(See Luke 8:40-56)
Being a Christian manager
sometimes brings you problems, conflict between the faith and the
business. Once such was handed to me. She was an excellent
employee. She also believed—quite firmly—that AIDS is contagious by
touch.
Now, our installers were sent to
the job site in pairs. Another employees was paired with her—by
rotation—and she refused to work with him. He was an open homosexual, and
rumored to have AIDS. She absolutely would not work with the man. I
had the dubious privilege of telling her that, by company policy, I’d wind up
firing her for refusal, not him.
Put your mind upon the homosexual
for a minute. Amongst Christians, AIDS is the modern leprosy. Even
to be suspected of such is enough to make you socially unacceptable in many
churches. It is therefore instructive to learn from the woman who touched
Jesus.
The woman was suffering from some
condition which caused her to have blood flow every day. As such, she was
ceremonially unclean—evidently for life. She was not allowed to touch
anyone, but was required to announce her status loudly, so that no one would
defile himself by touching her accidentally. Years and years of implied
sinfulness; years and years of loneliness.

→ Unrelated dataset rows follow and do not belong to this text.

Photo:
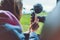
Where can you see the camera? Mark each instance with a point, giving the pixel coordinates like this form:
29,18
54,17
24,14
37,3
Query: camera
36,10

She hears of the new rabbi,
Jesus, and takes heart, gathers her courage and thinks, “If only I could touch
his garment.” This probably violates some ancient law; it’s not the best
of theology—but Jesus honors it. Perhaps this is because He is on His way
to the house of Jairus, there to raise his daughter from the dead. Jairus
might just need an example of faith.
Jesus does not rebuke her.
Instead, when all is clear, he speaks to her:
· “Daughter”
- what a sound to one who has been exiled from the family so many years!
· “Your
faith has made you well.” Not what, but Who.
· “Go
in peace” - no thought of returning to uncleanness, rather, peace.
We approach Communion and receive
much the same thing. By the sharing of His body and blood we are
confirmed in the kingdom of God—welcomed home, not as strangers but as children
of our heavenly Father. He acknowledges to us that it is faith that
matters, not ceremony. And as we leave His table, we are not only to go
in peace, but indeed be His ambassadors of peace and reconciliation.
“Power had gone out of me” said
Jesus, when she touched Him. In the same way He puts that divine power
within us, by faith. If you feel the power of God during Communion,
perhaps that is it: those with faith receive that power from their Lord.